How Prometheus subquery notation works?


I am getting confused about how the subquery notation in prometheus (like [5m:1m]) is aggregating data. I know when I mention range selector as this [5m], it aggregates every data point in each 5 minute window. But when I plot graphs for [5m:1m], it shows entire different set of data and I do not know how it got there. The queries I am using are

sum_over_time(metric_name{labelName="label"}[5m])
sum_over_time(metric_name{labelName="label"}[5m:1m])

How these 2 are different and how do they calculate data?


Solution

  • General use for subqueries

    Subqueries are an inline substitution for recording rules. They behave very similarly, but without actually producing stored metric.

    So expression like sum_over_time( (<some_query>) [5m:1m]) is equivalent to sum_over_time(instance:some_query_result:resolution[5m]) with evaluation_time set to 1m and recording rule

    - record: instance:some_query_result:resolution
      expr:   <some_query>
    

    in place, where <some_query> is any query returning instant vector results.

    Subqueries in promql are often used as a substitution for range selectors over something other than vector selector. For example, you can use max_over_time(my_metric[2m]), but you cannot use max_over_time( (my_metric + my_other_metric) [2m]): you need to use something like max_over_time( (my_metric + my_other_metric) [2m:1s]) instead.

    Of course, subquery can also be used with simple vector selectors.
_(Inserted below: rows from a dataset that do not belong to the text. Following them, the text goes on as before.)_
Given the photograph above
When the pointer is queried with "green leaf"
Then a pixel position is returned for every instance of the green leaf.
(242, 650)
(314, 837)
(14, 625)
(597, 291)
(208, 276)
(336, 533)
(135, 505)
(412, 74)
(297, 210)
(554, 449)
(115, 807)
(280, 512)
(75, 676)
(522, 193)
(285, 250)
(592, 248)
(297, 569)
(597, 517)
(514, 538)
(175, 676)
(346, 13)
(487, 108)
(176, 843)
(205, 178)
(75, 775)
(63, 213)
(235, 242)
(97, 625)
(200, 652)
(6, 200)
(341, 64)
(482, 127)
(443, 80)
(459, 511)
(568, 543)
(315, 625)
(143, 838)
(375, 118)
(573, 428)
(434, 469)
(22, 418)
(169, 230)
In that case it behaves as a range selector, but with additional resolution.

    Resolution

    Queries with resolution are executed in the following manner: timeframe is divided into blocks of resolution length, and expression inside of subquery is evaluated at the end if each block. Then results of each evaluation are gathered according to range provided.

    So in your example sum_over_time(metric_name{labelName="label"}[5m:1m]): value of metric_name{labelName="label"} will be taken on each minute, and then put into range of 5 minutes length. This will result in 5 samples, one for each minute, being put into range vector, and later being summed up by sum_over_time.

    A couple important notices:

    1. Evaluation is carried out on the "round" position relation to resolution. So if your resolution is 1m evaluation will take place at every :00 second, if 1d - every day at midnight (UTC), and if 17m - every 17 minutes, with alignment point being 0 by epoch time1.
    2. There is no limitation on relation of range and resolution. You are allowed to use query like sum_over_time(up[1h:1d]), and it will produce interesting, but meaningful results.
    3. Some functions like rate, delta and more are expecting at least two samples being present in provided range vector. Thus queries like rate(metric[1m:1m]) will not yield any results, and something like rate(metric[1m:57s]) will result in noncontinuous graph. Demo.

    1 : not sure if it's officially guaranteed, as I haven't seen such in documentation, but this is how Prometheus is factually carrying out resolution (and evaluation of recording rules) and I don't see any reason for this to change in future.